Dg Loday–Pirashvili modules over Lie algebras

Abstract

A Loday–Pirashvili module over a Lie algebra \(\mathfrak {g}\) is a Lie algebra object \(\bigl (G\xrightarrow {X} \mathfrak {g}\bigr )\) in the category of linear maps, or equivalently, a \(\mathfrak {g}\)-module G which admits a \(\mathfrak {g}\)-equivariant linear map \(X:G\rightarrow \mathfrak {g}\). We study dg Loday–Pirashvili modules over Lie algebras, which is a generalization of Loday–Pirashvili modules in a natural way, and establish several equivalent characterizations of dg Loday–Pirashvili modules. To provide a concise characterization, a dg Loday–Pirashvili module is a non-negative and bounded dg \(\mathfrak {g}\)-module V paired with a weak morphism of dg \(\mathfrak {g}\)-modules \(\alpha :V\rightsquigarrow \mathfrak {g}\). Such a dg Loday–Pirashvili module resolves an arbitrarily specified classical Loday–Pirashvili module in the sense that it exists and is unique (up to homotopy). Dg Loday–Pirashvili modules can also be characterized through dg derivations.
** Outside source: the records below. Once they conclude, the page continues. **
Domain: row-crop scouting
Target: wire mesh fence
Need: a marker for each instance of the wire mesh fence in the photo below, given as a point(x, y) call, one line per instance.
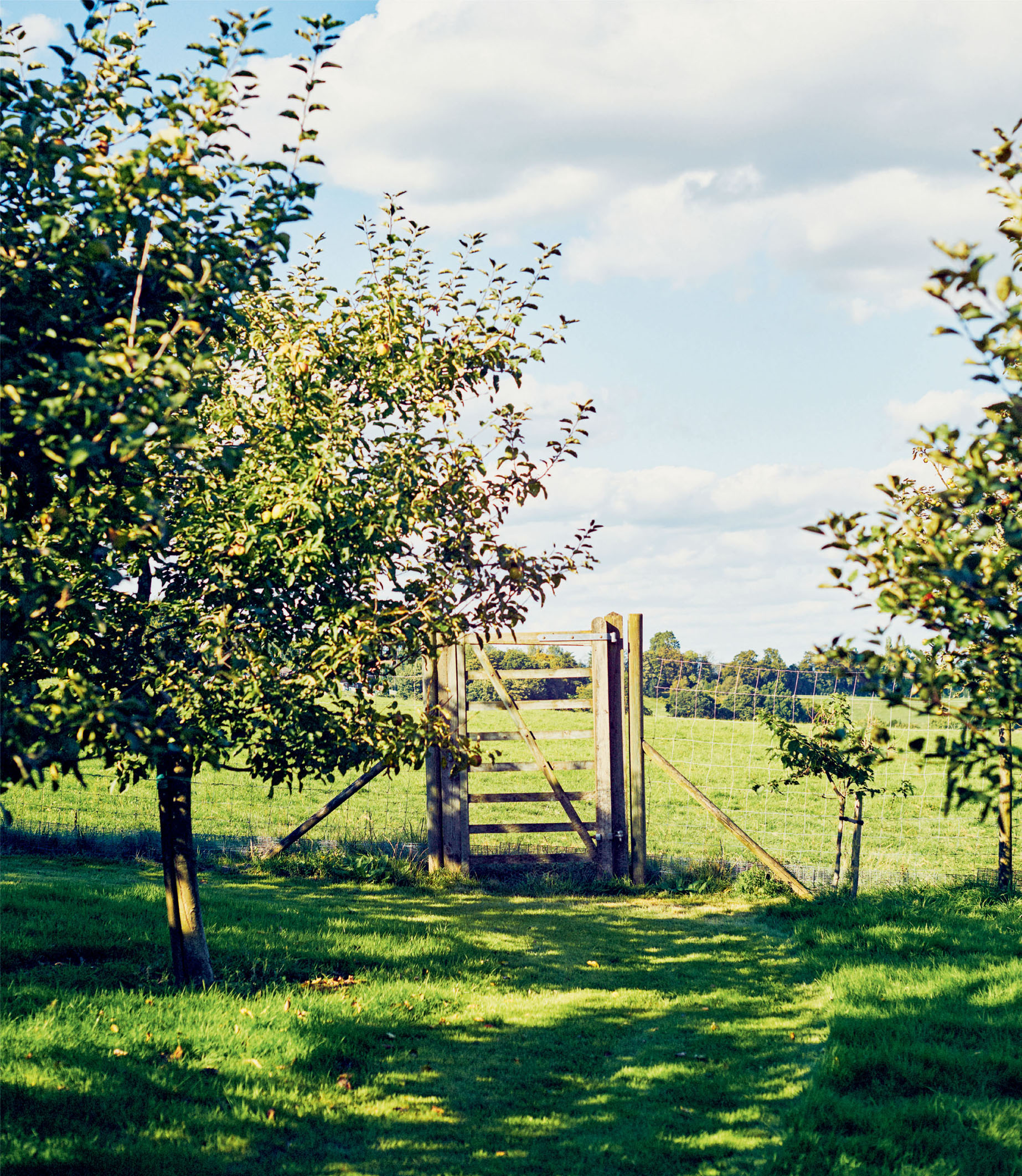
point(706, 718)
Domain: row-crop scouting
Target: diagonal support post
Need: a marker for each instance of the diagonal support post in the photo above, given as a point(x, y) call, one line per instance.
point(529, 740)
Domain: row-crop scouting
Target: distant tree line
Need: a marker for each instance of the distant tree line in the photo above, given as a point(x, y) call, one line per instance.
point(696, 686)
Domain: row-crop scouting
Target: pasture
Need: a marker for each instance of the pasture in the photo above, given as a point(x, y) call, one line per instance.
point(907, 837)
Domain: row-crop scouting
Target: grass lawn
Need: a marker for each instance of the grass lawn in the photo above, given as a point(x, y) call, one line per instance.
point(492, 1033)
point(902, 835)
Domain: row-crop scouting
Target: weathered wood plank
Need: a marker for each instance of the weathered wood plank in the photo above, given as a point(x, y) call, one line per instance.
point(527, 859)
point(434, 798)
point(532, 827)
point(478, 675)
point(620, 854)
point(531, 766)
point(508, 736)
point(325, 812)
point(758, 850)
point(450, 782)
point(601, 726)
point(531, 798)
point(538, 705)
point(512, 638)
point(538, 755)
point(462, 775)
point(637, 774)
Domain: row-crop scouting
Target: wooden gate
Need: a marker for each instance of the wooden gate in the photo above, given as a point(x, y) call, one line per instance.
point(452, 794)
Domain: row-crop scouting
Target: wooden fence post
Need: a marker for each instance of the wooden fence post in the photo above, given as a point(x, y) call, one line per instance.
point(434, 807)
point(620, 853)
point(451, 701)
point(601, 746)
point(461, 684)
point(1006, 873)
point(637, 762)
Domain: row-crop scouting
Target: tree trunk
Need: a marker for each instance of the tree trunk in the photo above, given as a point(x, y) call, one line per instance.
point(1006, 875)
point(837, 880)
point(188, 951)
point(856, 845)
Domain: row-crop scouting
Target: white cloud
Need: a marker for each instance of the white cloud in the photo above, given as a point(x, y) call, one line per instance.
point(962, 409)
point(675, 138)
point(865, 238)
point(721, 560)
point(699, 499)
point(42, 32)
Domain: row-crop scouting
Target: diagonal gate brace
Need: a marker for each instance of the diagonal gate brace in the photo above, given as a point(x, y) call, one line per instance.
point(529, 740)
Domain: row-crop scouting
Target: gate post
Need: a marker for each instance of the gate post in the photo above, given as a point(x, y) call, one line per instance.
point(620, 854)
point(434, 807)
point(612, 824)
point(451, 695)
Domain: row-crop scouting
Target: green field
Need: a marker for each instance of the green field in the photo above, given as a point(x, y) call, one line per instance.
point(485, 1033)
point(904, 837)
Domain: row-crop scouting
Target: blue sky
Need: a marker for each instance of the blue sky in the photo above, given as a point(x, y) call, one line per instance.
point(745, 193)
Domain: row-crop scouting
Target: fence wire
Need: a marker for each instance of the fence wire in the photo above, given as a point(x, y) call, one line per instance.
point(706, 718)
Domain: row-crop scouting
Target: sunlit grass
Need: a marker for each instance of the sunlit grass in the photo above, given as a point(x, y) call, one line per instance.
point(556, 1034)
point(905, 834)
point(550, 1034)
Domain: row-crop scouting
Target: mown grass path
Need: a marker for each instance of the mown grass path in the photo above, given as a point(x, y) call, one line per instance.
point(527, 1034)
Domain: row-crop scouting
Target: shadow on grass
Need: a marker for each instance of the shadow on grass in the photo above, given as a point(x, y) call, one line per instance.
point(675, 1054)
point(921, 1073)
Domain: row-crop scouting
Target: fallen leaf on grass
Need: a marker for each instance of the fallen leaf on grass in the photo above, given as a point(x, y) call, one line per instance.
point(329, 983)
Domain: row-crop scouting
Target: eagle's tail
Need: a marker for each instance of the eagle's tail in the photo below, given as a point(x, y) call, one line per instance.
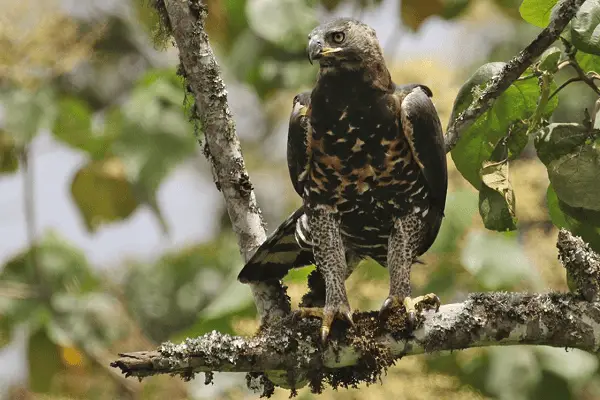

This perspective allows the calculation of the corresponding twisted Atiyah classes. By leveraging the Kapranov functor on the dg derivation arising from a dg Loday–Pirashvili module \((V,\alpha )\), a \(\hbox {Leibniz}_\infty [1]\) algebra structure can be derived on \(\wedge ^\bullet \mathfrak {g}^\vee \otimes V[1]\). The binary bracket of this structure corresponds to the twisted Atiyah cocycle. To exemplify these intricate algebraic structures through specific cases, we utilize this machinery to a particular type of dg Loday–Pirashvili modules stemming from Lie algebra pairs.